A conceptually new acetabular design is currently available when performing a total hip arthroplasty – the dual mobility socket. Essentially this is a press-fit acetabular component with a polished surface that articulates with a large polyethylene head with a 28 mm ball inserted into that polyethylene in a similar fashion to a bipolar design.

Proponents of this design advocate its use to reduce the risk of dislocation, and it is being offered as an alternative to constrained liners and also as a potential prophylactic application in revision and high risk patients.
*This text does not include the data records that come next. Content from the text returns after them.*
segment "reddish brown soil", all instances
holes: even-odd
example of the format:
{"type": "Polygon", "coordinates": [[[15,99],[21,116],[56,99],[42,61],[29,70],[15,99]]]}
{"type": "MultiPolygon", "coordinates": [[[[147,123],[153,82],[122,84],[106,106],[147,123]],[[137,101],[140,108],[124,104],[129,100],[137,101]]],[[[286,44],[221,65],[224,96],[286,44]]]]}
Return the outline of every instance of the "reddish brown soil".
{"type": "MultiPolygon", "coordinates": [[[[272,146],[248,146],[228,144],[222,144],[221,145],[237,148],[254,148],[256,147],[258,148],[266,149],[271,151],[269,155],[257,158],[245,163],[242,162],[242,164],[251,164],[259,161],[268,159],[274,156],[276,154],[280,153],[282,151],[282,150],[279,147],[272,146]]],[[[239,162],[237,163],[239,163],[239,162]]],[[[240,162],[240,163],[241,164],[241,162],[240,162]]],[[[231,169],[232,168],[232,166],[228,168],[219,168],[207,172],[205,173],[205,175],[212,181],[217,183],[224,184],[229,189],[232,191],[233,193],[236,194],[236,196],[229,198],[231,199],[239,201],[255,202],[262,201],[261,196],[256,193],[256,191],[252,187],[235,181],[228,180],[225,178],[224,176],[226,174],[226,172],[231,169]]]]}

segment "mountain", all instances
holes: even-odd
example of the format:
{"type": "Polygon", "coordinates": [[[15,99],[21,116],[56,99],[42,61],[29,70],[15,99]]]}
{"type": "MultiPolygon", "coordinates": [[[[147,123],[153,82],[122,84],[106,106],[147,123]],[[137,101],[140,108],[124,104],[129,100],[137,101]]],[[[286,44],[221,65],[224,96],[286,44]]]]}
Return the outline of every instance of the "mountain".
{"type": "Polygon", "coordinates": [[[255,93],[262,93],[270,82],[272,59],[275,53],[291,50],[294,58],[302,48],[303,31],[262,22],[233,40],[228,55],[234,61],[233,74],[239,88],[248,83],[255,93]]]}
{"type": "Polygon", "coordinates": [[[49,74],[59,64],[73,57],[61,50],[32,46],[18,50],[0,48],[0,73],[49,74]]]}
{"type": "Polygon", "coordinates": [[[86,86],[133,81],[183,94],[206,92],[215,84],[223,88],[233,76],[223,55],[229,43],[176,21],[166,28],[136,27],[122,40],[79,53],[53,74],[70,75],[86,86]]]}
The concerns regarding this construct include:

  1. 1.

    Wear

    A large polyethylene head articulating against a polished metal surface will have much greater wear than a conventional metal against poly bearing. Hip simulator data has shown this previously. To demonstrate a reduction in wear, one must compare unlike polyethylenes, or extremes in component positioning.

  2. 2.

    Clinical data

    At present there are only 2 published reports on this implant, both from the same centre. These are both short-term follow up reports (min 2 year follow up). There are no control groups with other implants in these same “at risk” patients. There is no registry data to date on this implant.

  3. 3.

    Patient Population

    A difficult question to answer is which patient is at risk for dislocation and if one was going to apply this new technology, which patient would receive it. In the original published series, 26% of patients undergoing THA had this implant. Does the increased risk of wear and osteolysis warrant the use of this implant in a primary setting? In a revision setting, the implant available in North America has no provision for any screw fixation – is that practical in these challenging cases?

There are many options available to both manage and to prevent hip instability. Any new implant must show equivalence to current devices on the many fronts of wear, fixation, midterm results, complications and costs.